It doesn’t matter that it’s been eight years. It could be forty, and if Javier showed up on your doorstep ready to fall, your response would only ever be give it to me. I’ll carry it.
He grunts as you prop him against the side of your house to fish out your keys. “All muscle,” he teases, voice deep and coarse.
“Glad you haven’t shed your ego,” you snark.
You give the door a shove as the lock turns. Javier tips his face up to look at the sliver of moon left out to wink from the sky as if he’s saying a prayer. He reeks of sick—his shirt stained in one spot on his chest where he failed to aim away from himself—and while he stares up at the dark rash of night you work open the buttons of his shirt to take it off. Despite puking in your car, he’s still too lost to the world to notice your hands until you’re halfway down. Maybe in another life you’d be staring at his chest as you uncover it. The broad slopes of muscle, his stomach, the dark path of hair trailing towards his jeans. But in this life, you aren’t that to each other. You don’t get to be. 
“Cariño,” Javier says, and one of his hands covers yours as you pinch the last button. Looking down at you now, concerned through hazy eyes. Summer hangs wetly in the air; his curls lay damp against his skin, licking his temples, the nape of his neck.
You shrug his hand off yours, offering a small grin. “Gotta get this in the wash, Javi,” you tell him. “Not allowed to get in my bed smelling like puke.”

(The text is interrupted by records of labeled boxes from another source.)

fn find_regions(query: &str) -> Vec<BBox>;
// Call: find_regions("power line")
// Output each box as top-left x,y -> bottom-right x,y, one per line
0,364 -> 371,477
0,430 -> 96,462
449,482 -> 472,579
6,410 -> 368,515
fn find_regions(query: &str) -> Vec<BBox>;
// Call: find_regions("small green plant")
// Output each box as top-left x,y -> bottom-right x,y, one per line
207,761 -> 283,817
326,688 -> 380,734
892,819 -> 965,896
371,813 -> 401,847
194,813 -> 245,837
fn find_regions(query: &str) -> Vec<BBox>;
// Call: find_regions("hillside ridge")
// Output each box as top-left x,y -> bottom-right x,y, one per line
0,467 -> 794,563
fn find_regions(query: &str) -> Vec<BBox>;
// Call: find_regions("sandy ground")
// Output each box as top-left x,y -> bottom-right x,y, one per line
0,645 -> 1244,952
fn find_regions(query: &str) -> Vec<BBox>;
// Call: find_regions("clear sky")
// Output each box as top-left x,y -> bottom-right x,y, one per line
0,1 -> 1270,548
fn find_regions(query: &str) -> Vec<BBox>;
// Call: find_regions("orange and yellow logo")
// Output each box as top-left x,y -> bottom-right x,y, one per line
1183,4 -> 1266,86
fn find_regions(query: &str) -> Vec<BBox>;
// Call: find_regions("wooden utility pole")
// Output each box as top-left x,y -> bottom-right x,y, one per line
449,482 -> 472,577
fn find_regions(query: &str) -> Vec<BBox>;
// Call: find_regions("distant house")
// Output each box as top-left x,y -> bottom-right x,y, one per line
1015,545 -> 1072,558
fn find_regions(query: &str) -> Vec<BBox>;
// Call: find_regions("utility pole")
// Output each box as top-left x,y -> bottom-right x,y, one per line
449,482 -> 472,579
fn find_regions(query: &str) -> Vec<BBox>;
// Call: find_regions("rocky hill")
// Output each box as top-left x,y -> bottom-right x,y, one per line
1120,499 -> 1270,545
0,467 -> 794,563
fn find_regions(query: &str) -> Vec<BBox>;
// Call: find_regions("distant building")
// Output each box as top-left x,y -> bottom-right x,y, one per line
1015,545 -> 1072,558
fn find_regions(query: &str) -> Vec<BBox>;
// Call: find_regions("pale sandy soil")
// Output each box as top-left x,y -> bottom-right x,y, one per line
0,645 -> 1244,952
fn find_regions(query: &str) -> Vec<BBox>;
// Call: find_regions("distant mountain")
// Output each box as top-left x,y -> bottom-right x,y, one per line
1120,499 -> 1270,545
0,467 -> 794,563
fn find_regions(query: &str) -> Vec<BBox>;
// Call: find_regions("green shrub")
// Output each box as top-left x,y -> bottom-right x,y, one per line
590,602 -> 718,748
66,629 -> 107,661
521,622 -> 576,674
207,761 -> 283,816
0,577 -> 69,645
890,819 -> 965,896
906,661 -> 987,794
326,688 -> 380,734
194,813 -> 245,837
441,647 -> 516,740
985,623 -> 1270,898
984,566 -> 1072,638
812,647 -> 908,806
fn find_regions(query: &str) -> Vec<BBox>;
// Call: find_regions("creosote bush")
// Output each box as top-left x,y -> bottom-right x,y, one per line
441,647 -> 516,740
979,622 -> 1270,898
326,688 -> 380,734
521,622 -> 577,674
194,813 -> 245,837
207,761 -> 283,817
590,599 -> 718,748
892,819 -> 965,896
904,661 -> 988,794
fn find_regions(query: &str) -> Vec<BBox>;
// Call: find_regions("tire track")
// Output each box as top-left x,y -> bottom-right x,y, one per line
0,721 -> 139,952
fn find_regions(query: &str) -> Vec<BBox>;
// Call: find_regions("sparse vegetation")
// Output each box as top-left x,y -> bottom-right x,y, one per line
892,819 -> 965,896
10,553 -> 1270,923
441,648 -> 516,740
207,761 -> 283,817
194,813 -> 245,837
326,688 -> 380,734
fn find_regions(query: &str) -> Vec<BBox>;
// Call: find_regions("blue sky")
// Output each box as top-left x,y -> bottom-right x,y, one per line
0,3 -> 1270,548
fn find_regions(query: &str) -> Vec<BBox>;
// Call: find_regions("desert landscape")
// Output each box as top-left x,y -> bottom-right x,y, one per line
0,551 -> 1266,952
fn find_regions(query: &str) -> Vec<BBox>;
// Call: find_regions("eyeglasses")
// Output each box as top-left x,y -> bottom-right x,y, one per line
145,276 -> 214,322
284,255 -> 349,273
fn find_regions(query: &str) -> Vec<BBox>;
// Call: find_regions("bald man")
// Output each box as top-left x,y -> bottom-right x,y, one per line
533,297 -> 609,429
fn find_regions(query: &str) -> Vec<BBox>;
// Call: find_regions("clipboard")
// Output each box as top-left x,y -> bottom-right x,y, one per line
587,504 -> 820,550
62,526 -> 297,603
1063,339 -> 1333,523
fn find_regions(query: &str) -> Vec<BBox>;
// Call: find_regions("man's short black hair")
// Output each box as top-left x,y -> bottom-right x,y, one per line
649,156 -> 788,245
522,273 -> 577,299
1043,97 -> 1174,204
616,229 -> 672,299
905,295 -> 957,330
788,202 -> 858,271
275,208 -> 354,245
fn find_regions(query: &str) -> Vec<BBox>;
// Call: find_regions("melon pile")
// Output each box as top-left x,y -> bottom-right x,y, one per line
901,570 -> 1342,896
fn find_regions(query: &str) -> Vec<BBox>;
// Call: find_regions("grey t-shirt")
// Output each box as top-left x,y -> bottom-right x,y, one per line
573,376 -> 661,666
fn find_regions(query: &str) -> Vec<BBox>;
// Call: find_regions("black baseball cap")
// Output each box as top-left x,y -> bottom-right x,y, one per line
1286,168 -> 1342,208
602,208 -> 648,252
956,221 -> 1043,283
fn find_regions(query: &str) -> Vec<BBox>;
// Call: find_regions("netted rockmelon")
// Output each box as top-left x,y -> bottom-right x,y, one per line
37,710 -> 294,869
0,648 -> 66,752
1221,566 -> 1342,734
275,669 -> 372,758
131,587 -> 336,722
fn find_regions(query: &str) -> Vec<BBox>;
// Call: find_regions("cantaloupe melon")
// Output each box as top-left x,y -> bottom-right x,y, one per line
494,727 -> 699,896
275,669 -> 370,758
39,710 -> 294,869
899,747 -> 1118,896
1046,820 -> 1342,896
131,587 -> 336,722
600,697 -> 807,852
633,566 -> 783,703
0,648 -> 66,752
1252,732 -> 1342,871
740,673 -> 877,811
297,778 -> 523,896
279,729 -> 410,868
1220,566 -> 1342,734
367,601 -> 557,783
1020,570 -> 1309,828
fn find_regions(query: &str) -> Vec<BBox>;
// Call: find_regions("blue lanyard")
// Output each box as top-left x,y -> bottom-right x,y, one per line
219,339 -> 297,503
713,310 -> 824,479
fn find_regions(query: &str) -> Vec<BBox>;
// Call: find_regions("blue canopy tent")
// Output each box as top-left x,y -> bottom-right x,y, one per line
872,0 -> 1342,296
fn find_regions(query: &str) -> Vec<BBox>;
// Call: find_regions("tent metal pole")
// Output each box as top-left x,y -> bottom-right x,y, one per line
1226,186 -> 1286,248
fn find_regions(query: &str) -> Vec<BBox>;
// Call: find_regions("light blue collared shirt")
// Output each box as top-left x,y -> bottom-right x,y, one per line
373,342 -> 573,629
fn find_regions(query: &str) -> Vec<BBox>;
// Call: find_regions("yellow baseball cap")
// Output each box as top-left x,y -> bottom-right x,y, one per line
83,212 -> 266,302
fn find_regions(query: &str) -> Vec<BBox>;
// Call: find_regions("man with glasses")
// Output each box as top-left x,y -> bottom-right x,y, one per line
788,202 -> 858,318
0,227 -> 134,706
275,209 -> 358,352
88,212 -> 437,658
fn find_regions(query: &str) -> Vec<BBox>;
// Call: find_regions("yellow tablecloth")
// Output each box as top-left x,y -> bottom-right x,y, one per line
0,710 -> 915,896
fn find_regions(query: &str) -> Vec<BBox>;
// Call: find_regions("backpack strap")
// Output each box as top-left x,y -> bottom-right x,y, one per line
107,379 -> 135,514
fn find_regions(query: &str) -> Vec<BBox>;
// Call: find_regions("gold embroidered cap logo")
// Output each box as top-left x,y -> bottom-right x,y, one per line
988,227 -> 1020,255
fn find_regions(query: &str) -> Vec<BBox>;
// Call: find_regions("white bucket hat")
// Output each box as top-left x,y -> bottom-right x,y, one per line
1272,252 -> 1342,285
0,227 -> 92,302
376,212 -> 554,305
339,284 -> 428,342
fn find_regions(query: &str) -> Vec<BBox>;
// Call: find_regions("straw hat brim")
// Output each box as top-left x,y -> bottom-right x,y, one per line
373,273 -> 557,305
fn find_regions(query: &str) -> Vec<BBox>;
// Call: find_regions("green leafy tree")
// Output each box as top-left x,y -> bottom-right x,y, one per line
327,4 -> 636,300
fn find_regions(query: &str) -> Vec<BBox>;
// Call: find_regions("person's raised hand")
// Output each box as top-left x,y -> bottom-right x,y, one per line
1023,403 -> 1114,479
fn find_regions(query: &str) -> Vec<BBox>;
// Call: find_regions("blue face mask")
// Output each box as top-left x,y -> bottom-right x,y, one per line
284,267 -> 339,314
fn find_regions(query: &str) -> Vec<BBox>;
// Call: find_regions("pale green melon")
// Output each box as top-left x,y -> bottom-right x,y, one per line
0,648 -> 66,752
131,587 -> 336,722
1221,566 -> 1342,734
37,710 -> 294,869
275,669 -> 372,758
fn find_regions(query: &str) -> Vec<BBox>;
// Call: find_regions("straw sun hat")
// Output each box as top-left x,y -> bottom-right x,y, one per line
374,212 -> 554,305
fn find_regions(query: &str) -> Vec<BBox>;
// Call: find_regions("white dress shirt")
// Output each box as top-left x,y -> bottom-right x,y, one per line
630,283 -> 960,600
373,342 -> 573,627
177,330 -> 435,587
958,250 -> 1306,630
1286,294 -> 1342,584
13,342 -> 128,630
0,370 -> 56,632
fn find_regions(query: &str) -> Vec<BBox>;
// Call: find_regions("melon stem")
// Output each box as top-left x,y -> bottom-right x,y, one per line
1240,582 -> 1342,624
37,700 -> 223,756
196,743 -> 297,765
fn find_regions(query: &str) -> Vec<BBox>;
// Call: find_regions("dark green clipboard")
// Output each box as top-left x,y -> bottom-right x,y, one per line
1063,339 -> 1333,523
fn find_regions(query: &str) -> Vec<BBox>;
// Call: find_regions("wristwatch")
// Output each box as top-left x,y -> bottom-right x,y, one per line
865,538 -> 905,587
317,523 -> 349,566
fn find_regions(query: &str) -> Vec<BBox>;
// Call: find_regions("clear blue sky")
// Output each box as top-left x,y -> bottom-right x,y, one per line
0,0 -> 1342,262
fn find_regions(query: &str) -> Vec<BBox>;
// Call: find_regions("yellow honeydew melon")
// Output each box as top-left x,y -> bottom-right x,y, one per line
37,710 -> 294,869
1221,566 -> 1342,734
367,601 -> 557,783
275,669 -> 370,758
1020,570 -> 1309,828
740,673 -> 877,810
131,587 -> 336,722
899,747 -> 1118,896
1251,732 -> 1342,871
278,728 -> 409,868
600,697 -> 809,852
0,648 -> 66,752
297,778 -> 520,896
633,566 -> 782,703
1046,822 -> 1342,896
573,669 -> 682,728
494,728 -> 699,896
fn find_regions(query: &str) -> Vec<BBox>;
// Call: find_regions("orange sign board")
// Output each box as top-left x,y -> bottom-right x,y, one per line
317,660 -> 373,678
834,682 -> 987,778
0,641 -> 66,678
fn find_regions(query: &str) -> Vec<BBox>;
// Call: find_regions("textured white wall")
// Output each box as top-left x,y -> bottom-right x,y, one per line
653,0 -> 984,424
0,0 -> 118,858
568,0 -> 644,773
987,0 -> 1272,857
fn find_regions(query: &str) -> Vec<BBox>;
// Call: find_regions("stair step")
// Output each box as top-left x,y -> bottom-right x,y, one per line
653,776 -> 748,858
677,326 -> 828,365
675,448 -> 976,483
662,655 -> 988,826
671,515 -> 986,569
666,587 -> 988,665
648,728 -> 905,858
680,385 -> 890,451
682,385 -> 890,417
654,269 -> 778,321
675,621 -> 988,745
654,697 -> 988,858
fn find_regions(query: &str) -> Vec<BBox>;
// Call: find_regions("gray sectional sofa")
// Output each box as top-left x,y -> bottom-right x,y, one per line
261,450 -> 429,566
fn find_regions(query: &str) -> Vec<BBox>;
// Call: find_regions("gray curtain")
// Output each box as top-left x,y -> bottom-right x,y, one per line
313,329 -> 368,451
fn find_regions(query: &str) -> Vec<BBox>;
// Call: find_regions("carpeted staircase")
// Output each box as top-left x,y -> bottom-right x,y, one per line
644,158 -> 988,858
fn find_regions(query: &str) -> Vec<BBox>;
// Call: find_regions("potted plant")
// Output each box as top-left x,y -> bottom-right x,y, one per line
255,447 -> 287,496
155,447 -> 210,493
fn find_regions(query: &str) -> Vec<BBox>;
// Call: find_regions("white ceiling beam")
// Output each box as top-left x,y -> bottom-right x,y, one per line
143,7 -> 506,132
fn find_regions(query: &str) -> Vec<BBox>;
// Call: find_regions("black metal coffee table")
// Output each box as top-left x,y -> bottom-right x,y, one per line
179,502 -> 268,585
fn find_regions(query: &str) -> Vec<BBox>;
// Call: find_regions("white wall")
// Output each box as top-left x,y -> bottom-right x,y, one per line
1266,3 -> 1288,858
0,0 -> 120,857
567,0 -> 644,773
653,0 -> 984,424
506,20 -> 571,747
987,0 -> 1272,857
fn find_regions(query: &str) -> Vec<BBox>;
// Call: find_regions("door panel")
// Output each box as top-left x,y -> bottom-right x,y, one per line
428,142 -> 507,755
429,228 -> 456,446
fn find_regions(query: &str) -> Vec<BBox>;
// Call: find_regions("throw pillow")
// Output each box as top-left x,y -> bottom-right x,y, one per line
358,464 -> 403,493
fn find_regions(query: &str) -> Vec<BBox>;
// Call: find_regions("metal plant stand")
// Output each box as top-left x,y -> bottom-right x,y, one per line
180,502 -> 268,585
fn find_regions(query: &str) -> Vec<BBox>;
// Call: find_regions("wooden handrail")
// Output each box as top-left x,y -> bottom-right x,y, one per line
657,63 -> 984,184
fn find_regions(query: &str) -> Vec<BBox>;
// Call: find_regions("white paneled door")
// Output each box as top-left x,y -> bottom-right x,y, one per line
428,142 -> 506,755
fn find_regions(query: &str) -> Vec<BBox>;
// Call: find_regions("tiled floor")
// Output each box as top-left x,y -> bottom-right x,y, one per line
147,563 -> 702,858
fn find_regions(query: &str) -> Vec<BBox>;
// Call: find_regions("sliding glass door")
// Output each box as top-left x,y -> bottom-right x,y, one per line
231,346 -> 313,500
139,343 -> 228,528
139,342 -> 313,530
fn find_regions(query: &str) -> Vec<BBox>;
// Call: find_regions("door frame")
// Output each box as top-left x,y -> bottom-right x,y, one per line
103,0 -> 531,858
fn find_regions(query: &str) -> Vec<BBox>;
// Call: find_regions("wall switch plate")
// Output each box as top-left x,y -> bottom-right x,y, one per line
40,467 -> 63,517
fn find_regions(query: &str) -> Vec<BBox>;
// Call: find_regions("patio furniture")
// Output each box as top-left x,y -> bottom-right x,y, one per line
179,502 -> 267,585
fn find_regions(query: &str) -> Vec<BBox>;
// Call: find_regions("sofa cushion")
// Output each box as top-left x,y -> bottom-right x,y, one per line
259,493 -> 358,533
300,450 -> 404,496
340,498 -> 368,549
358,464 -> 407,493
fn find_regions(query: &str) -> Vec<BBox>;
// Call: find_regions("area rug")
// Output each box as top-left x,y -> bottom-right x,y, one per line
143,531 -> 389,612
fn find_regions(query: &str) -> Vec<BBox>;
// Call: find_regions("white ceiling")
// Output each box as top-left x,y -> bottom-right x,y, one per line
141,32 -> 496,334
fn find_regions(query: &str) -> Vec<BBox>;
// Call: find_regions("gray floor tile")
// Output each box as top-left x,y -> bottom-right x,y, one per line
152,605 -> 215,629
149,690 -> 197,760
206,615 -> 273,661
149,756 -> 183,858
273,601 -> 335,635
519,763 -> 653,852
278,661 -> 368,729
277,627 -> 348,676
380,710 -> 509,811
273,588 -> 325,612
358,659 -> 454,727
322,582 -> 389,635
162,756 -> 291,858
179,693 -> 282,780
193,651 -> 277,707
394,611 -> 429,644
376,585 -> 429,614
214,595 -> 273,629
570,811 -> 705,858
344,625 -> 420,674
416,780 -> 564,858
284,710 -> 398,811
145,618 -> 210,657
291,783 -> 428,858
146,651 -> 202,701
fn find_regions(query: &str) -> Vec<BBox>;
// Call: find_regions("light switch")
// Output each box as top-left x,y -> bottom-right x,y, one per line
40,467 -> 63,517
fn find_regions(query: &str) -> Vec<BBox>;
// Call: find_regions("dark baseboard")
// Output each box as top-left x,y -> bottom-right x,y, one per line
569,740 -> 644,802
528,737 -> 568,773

Cicadas sing from their trees. Your house, small as it may be, is a welcoming place. All red bricks and white shutters. The swing on the porch sways behind Javier, giving the occasional squeak. You shuck his button-up off his shoulders and ball it in your hands before catching his eye. “Can I trust you to stay upright while I put this in the wash?” you ask, one eyebrow arched.
He scowls, all pouty bottom lip—trying to make you laugh, even now. You huff as if exhausted, sarcastic and a little pleased. He’s in there, the person you’ve loved. Somewhere buried.
When the laundry is running you find him on your porch swing, horizontal. One bare arm dangling off the seat, his eyes closed again. Skin that’s usually golden washed silver by moonlight. In this heat there’s no reason for you to cover him but still you feel the nagging urge. Even with you here with him, you hate the thought of anyone coming out onto their porches or lawns to see him like this—out of control. You rouse him just enough to lift his head so you can sit at the end of the swing, then lay his head in your lap. He hums. A low, gravelly sound of pleasure. Glad to feel you beneath him in this small way. 
“M’sorry, baby,” Javier murmurs groggily, nuzzling his cheek against your leg as you stroke the hair away from his face again. He’s flushed, damp and sweaty, and even with the shirt gone could use a shower but you’d never say so. At this point, you’ve seen him in every state—sunny and terrible and everything in between—and don’t fear any of them. Don’t hate any of them. Never could, because all of them are him, so how could you.
“Cleaned up your puke before,” you reply. “Nothin’ I haven’t seen.”
He sighs, and with no small effort rolls himself onto his back with a grunt—the swing sways with the movement, rocking you both. Then once more, this time to his other side to face you. You chuckle softly as he settles, one of his arms reaching behind you to wrap around your hips, and for a while you drift back and forth with the porch light off and the moon’s claw cutting through the dark.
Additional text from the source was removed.